Between 1950s and 1990s, the Canadian government interrogated and fired or demoted thousands of federal employees for their sexual orientation. On Nov. 28, Trudeau and other federal leaders said sorry and offered reparations.
Though it was unsuccessful in the end, NDP MP Sheila Malcolmson's launch of a secret ballot vote in the House of Commons was a historic first. The vote on reviving her private member’s bill on shipwrecked vessels-- after a committee deemed it "non-votable" -- ran over two days.
MPs voted freely, and in private, as opposed to the typical standing votes in the House.
It was the first time in Canada’s history that the secret ballot method was used to have MPs weigh in on a committee ruling on legislation. Until this vote, secret balloting has only been used in the House to elect a Speaker.
In a dramatic move, House Speaker Geoff Regan kicked Conservative MP Blake Richards out of the Commons for heckling.
Amid intense questioning and raucous heckles from the opposition bench over the ongoing saga over Finance Minister Bill Morneau’s personal finances and alleged breach of federal ethics law, tempers flared in the House of Commons on Nov. 30.
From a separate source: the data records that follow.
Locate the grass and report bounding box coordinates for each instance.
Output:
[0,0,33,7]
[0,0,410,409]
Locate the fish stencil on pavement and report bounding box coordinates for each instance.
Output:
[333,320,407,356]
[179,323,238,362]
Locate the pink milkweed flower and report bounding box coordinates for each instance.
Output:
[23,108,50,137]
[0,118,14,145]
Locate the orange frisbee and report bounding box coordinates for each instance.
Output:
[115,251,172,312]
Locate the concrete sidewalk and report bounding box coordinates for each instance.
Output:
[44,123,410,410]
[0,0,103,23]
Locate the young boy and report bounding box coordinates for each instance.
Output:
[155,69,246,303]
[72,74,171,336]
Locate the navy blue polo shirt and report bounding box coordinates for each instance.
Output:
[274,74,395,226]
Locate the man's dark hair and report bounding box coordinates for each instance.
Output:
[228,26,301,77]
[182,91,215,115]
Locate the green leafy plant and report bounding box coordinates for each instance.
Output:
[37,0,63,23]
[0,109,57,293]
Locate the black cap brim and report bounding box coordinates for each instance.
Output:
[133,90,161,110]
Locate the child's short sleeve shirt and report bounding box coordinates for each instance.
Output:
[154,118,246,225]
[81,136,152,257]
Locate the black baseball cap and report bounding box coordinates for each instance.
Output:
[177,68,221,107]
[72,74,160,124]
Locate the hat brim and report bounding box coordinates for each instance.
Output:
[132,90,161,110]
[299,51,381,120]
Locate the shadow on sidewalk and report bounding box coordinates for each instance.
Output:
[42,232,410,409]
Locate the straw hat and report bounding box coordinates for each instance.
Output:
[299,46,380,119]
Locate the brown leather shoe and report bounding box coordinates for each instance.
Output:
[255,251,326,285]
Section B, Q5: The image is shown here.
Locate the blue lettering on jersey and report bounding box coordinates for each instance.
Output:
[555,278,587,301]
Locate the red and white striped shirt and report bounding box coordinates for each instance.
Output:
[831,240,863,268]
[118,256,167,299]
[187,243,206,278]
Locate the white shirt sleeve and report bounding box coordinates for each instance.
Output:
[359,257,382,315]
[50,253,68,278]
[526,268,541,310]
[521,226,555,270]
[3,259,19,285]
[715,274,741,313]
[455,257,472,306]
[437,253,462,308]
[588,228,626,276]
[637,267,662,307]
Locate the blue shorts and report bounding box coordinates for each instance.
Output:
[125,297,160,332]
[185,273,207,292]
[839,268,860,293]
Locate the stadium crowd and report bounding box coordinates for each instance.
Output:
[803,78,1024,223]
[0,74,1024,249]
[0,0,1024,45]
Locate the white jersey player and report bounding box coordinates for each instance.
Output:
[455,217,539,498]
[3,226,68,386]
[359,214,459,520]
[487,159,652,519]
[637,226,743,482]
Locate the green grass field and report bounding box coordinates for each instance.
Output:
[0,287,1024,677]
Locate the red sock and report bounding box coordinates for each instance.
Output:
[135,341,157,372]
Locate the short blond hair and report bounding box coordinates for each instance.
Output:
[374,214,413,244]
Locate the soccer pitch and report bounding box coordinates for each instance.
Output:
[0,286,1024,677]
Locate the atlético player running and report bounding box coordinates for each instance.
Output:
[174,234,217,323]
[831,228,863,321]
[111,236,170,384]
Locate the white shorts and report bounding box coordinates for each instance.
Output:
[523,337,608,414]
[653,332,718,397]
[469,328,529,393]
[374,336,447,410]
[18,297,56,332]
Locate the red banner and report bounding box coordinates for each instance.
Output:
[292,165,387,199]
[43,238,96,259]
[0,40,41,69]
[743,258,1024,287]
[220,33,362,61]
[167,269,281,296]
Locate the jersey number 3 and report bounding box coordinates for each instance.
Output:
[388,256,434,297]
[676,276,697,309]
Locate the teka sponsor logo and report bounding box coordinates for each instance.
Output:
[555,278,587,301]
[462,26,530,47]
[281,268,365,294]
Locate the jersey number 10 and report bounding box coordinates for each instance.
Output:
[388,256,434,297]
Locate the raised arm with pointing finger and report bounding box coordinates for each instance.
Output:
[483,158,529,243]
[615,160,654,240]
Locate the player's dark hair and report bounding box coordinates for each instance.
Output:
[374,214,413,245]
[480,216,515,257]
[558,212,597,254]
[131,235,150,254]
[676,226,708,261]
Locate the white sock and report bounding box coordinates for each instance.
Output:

"I know that there is a lot of heat here. Order. The honourable member for Banff-Airdrie will come to order or he can go outside, or be helped outside, which would he prefer?" Regan said, appearing to lose patience with the state of decorum.
Regan then asked the Sergeant-at-Arms to remove Alberta MP Richards. Other than being removed that day, the Alberta MP faced no other sanctions for the incident and has since returned to his seat.
It was this comment, made months before -- by Conservative MP James Bezan, to Liberal MP Sherry Romanado -- that prompted an exchange of statements in the House of Commons on Dec. 4.
Romanado referenced an unprompted apology to her from Bezan in the House hours earlier, over a comment made at a public event. She described what Bezan had said to her as "humiliating,” and "sexual in nature,” which caught the ears of Hill-watchers.
In a follow-up statement explaining his side of events, Bezan said: "While standing for the picture I made an inappropriate and flippant comment by saying, 'this isn’t my idea of a threesome.'"
Back in the spring when the incident occurred, Romanado launched a formal complaint with the House of Commons’ Chief Human Resources Officer (CHRO). In the end the CHRO found that the report "did not support a claim of sexual harassment,” and Romanado sought a public apology from Bezan for what he said.
In an exclusive interview with CTV News, Romanado said she’s "not sure" if she accepts his apology.